There are really only three choices for Goldman.
1. Give the Profit to the Government - Hey, thanks for that bailout, we could have never have had a good year without it, here, we insist, please accept 90% of this year's net as a token of our sincere appreciation and gratitude.
or
2. Keep The Money, and
2A. Distribute it to employees and shareholders as typical in our corporate culture, or
2B. Cap bonuses and salaries for public relations reasons, and distribute the "excess" to shareholders.
Clearly, they chose 2 (probably easy), and then 2A (perhaps less easy).
But, as a guess to their reasoning, how would it have affected employees' morale to not be compensated as usual and to instead see most of the profits from their work siphoned away into the corporate trough. What is more objectionable - employees getting paid their usual commission - or shareholders receiving an unexpected above-normal cut of the total yield in their dividends?
Perhaps it would have had better politics "optics" with the public, but I think the shareholder windfall at the expense of normal employee-compensation practices would have been a worse choice for the company.
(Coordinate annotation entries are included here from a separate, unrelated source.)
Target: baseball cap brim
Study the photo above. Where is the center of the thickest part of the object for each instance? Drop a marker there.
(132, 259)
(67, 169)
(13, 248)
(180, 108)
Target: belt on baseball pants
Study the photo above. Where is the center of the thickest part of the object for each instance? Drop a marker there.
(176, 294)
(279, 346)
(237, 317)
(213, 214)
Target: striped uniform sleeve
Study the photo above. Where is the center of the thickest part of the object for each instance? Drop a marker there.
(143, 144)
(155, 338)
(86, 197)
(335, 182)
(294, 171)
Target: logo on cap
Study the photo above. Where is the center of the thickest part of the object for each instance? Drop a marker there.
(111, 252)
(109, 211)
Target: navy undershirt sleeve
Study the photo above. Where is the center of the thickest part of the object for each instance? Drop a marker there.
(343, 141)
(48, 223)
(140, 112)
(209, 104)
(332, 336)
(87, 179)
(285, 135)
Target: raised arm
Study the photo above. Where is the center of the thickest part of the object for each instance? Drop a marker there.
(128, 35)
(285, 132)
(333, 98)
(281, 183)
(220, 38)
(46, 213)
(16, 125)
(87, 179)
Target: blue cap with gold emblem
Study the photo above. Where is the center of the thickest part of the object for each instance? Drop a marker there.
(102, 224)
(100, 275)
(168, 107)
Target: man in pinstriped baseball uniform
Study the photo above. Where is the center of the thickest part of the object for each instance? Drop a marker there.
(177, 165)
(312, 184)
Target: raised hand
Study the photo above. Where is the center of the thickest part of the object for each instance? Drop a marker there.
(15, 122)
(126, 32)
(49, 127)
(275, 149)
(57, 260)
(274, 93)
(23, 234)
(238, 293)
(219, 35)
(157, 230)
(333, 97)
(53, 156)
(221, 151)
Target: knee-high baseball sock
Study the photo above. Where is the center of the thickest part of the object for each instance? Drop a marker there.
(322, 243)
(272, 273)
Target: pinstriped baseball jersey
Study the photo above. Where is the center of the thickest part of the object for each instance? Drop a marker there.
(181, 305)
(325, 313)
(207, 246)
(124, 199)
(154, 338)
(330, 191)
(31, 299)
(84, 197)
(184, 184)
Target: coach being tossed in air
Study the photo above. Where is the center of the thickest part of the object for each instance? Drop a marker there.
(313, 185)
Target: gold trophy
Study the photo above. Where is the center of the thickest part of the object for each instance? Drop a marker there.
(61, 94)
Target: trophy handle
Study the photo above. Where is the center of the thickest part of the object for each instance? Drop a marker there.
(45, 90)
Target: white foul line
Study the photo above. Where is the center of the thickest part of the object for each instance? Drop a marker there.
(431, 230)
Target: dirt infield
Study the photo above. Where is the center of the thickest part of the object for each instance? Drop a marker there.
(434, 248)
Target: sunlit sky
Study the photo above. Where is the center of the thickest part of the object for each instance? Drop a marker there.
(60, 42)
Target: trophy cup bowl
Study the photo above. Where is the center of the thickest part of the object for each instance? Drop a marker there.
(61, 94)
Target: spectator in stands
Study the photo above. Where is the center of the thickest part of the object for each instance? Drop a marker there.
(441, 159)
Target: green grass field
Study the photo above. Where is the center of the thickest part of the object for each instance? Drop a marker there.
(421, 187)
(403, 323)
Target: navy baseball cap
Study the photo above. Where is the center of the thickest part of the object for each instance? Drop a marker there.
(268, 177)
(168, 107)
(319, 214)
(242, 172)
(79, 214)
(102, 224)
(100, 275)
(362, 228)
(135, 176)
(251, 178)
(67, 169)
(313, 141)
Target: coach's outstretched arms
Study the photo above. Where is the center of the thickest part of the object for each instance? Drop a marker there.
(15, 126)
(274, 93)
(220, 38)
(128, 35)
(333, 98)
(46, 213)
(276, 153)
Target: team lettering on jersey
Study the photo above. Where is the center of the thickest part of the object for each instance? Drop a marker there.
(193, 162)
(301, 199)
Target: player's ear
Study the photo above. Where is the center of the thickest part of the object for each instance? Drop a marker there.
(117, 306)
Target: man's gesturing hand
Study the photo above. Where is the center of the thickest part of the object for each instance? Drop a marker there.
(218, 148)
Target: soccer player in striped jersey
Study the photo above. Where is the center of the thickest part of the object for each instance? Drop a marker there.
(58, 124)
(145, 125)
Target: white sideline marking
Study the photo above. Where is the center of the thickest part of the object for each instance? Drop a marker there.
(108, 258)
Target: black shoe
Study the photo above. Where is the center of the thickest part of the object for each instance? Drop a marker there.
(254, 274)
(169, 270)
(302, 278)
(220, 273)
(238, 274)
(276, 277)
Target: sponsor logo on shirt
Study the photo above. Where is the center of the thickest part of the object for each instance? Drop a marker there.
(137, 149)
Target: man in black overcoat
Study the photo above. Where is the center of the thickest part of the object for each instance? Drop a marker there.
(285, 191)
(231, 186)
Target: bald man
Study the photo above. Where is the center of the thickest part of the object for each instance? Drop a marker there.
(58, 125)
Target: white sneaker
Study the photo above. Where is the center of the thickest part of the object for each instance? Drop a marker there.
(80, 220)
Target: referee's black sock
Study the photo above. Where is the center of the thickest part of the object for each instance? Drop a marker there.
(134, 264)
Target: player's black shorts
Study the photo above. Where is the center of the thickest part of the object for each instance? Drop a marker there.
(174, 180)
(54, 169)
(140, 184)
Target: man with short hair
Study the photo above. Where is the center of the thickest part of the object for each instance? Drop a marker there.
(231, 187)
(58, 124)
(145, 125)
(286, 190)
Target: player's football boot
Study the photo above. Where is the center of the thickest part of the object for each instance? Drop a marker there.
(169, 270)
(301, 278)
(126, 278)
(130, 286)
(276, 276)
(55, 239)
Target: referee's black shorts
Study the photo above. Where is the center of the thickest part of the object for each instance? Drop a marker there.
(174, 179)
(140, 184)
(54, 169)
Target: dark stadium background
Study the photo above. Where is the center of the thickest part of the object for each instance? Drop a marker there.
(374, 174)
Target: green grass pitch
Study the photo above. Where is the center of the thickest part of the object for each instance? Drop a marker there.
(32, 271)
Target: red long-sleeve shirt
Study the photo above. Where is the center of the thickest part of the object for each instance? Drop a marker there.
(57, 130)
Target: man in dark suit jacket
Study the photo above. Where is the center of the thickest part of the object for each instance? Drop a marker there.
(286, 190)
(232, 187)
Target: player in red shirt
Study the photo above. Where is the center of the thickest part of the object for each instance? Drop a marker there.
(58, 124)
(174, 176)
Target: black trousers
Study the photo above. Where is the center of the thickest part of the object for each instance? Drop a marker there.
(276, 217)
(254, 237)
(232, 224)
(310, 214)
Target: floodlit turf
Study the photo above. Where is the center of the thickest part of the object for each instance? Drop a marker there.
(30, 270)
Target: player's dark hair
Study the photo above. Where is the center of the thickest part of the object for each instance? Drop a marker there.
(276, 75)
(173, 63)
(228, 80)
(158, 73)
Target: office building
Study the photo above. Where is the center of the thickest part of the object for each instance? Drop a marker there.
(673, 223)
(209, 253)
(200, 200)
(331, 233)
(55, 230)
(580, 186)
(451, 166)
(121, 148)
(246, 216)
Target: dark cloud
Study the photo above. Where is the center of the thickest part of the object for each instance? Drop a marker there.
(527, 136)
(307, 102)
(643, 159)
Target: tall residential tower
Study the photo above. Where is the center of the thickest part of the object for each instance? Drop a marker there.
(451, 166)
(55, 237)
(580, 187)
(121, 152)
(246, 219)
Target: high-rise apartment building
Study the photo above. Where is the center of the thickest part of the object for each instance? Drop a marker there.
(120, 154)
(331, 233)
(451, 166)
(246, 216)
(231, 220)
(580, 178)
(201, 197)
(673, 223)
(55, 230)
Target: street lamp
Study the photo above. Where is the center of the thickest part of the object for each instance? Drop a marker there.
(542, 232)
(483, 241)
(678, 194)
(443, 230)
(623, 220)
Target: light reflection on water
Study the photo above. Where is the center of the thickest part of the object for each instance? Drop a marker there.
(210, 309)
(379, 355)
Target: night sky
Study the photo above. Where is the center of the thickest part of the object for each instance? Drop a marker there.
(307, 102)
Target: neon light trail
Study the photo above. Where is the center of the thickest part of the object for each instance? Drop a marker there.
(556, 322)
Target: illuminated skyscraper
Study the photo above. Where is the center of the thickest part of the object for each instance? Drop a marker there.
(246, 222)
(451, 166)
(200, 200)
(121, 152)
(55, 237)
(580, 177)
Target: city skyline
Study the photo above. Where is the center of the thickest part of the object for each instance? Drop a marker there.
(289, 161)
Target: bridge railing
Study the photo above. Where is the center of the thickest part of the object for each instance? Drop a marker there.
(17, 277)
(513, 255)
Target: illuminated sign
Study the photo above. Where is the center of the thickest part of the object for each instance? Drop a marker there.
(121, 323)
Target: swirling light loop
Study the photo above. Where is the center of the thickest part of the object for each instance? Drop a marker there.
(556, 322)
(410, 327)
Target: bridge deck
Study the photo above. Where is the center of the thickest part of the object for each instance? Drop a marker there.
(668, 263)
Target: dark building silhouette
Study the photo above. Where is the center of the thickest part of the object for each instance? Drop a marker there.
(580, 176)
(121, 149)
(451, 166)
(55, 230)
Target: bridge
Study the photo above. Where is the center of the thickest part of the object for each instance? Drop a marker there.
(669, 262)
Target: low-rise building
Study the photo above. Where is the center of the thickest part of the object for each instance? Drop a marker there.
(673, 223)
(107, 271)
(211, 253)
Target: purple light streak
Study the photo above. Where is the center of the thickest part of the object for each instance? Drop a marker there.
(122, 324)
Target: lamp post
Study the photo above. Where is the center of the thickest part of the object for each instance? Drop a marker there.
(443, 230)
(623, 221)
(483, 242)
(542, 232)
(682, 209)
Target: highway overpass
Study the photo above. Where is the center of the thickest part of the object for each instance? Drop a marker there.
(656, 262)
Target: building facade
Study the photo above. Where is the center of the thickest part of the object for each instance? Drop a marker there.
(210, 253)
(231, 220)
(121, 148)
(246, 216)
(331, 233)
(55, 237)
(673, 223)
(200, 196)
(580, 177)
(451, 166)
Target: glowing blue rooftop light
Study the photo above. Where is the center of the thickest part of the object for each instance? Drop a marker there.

What wrenching decisions... oh, the burdens of megaprofits...
The Goldman Sachs Group, Inc. received a $10B investment from the TARP funds on 10/28/2008. The group repayed the investment and premium of $11.1B on 7/22/2009 per the contract with the US Treasury.
I would suggest Goldman encourage the employees to buy the corporation and de-list from the NYSE. Then we would not worry what they do with their profits, because they would not be public knowledge.
http://www.financialstability.gov/docs/transaction-reports/transactions-report_10232009.pdf
If the relevant labor market is competitive, monopsony won't be feasible; workers offered a lower than market wage will quit and work elsewhere.
More precisely, if there is low cross-elasticity of demand for jobs, then workers offered a lower wage will quit and work elsewhere. Some large tech firms in the Bay Area have managed to offer lower wages in exchange for less tangible perqs that can more generally be attributed to firm culture.
Similarly, on the client side it's the firms that are well-differentiated and in demand that can pass increased labor costs on to clients better because their supply being more inelastic relative to their competitors.
The combined effects seem at least partly responsible for the approximately pareto-distributed equilibrium observable in these types of markets. One suspects that the stickiness of the social networks that constitute these markets has much to do with the dynamics.